For fifteen years I have loved David Sedaris, starting with hearing his Santaland Diaries on NPR and then hearing him perform live with my friends and then my husband, buying several of his books and following his work on NPR, This American Life, and in The New Yorker.

But last year, Sedaris wrote about the suicide of his sister Tiffany preceding a vacation that the rest of his family took at his Emerald Isle home (here's the MetaFilter thread about it), and to me it felt like a violation. Now he is writing about that same vacation home and the rest of his family again, anticipating his father's death and asking him in advance for his slippers, telling us that he dwells more easily on the negative than the positive, and I think, maybe I am done with David Sedaris for now. I wish him well and I hope he can cope with things and be happy, but I don't trust that his writing isn't inflicting pain on people, and I don't think I want to be in the middle of that anymore.
posted by onlyconnect at 7:30 PM on January 3, 2015


I've been a fan for a long time and I've been sharing him with my high school students. They like him because he's funny, a little out there, and they've noted the edge of discomfort he brings. And I think it's this edge of discomfort I like about Sedaris because sometimes, like with "Us and Them," I'm uncomfortable with his behavior or what he's writing about but can see the value in telling a good story. Other times, like when he wrote about Tiffany, I felt too uncomfortable and didn't find it to be great, just too exposed and raw.

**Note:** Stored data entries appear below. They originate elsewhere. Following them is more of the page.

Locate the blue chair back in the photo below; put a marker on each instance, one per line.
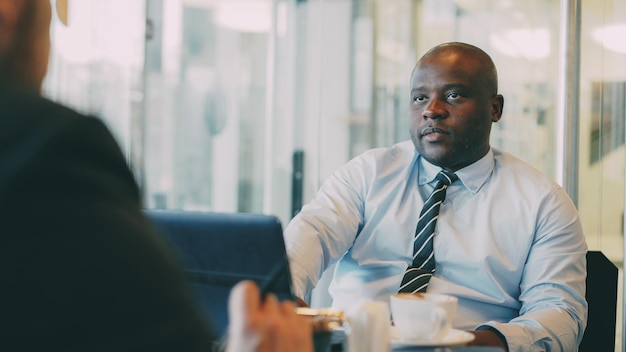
(217, 250)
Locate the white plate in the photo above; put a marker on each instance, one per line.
(453, 338)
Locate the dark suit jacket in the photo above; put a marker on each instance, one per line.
(80, 267)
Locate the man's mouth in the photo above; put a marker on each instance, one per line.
(433, 130)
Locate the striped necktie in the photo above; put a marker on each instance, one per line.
(419, 273)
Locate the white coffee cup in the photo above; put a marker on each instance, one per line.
(422, 317)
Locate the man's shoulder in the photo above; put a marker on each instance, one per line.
(400, 150)
(22, 105)
(514, 167)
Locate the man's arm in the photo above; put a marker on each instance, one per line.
(552, 291)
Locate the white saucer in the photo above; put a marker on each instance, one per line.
(453, 338)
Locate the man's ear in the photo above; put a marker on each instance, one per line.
(497, 104)
(9, 14)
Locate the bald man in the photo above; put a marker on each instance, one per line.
(81, 268)
(507, 242)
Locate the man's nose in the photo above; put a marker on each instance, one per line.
(434, 110)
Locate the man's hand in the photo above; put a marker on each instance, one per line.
(265, 326)
(488, 337)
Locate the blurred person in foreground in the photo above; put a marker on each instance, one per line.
(81, 268)
(508, 240)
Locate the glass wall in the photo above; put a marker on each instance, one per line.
(248, 105)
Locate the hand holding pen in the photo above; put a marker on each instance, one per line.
(258, 324)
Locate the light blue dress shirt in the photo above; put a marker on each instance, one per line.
(508, 243)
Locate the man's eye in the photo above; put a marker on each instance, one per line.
(454, 96)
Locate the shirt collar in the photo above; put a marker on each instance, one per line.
(472, 176)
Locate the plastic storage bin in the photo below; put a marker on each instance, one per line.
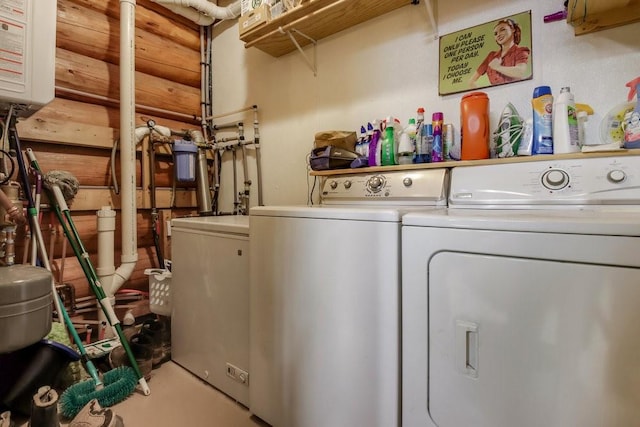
(185, 164)
(25, 306)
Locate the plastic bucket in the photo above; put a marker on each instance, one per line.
(159, 291)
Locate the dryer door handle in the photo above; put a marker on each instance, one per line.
(466, 351)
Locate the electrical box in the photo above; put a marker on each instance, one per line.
(27, 54)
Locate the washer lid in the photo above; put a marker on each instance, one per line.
(358, 213)
(599, 221)
(237, 224)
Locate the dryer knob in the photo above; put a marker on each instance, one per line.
(616, 176)
(555, 179)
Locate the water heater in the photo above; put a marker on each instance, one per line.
(27, 54)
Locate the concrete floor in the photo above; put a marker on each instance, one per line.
(179, 398)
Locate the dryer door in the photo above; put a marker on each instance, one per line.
(523, 342)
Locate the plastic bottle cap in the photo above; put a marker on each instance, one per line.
(541, 90)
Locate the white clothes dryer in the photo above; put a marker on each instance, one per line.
(325, 301)
(525, 314)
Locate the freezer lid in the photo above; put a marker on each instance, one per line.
(236, 224)
(600, 221)
(356, 213)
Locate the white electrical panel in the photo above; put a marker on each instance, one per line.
(27, 54)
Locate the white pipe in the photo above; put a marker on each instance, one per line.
(127, 147)
(202, 12)
(106, 265)
(142, 131)
(106, 232)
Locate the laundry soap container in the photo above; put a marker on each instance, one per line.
(474, 126)
(25, 306)
(185, 160)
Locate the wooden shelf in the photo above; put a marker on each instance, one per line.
(315, 19)
(588, 16)
(520, 159)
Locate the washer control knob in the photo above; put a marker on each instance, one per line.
(555, 179)
(375, 183)
(616, 176)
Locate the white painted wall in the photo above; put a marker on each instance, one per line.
(389, 66)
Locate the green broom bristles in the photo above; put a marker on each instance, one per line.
(119, 383)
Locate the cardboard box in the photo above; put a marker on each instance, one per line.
(248, 6)
(254, 19)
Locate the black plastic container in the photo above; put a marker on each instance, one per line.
(23, 371)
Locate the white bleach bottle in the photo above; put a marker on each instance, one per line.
(565, 123)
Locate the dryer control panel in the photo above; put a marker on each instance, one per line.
(589, 181)
(426, 187)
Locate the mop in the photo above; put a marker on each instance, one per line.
(117, 384)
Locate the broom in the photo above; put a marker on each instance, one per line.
(115, 385)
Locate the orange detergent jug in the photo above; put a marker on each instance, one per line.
(474, 126)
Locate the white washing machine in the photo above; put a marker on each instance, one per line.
(325, 301)
(525, 313)
(210, 300)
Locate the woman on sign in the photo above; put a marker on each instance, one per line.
(509, 64)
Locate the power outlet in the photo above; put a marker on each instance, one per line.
(237, 374)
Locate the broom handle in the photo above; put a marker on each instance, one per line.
(31, 209)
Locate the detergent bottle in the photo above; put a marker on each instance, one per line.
(388, 157)
(542, 104)
(407, 145)
(631, 123)
(565, 123)
(474, 126)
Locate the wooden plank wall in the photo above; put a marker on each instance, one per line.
(76, 132)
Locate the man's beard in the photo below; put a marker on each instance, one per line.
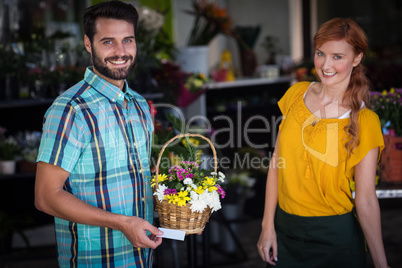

But maybe that's what great writers do. Sedaris regularly teeters on that edge of discomfort. Maybe what makes him great are those times where he goes too far. I don't know. I'm not the greatest English teacher.
posted by kinetic at 6:14 AM on January 4, 2015 [1 favorite]


here's the MetaFilter thread about it

That was a thread where people made what appeared to be a lot of unfounded and frankly shitty assumptions about the motivations of the writer and the actions of his family members, and I'd really hope not to let this post get derailed by that kind of stuff, honestly.
posted by a lungful of dragon at 4:13 AM on January 5, 2015 [1 favorite]


The last story in his When You Are Engulfed in Flames, "The Smoking Section" describes Sedaris' trip to Japan, doing a 'geographical' in order to quit smoking. While it quite accurately describes certain joys of Japan, I've always wondered -- did it it work? Is he still not smoking?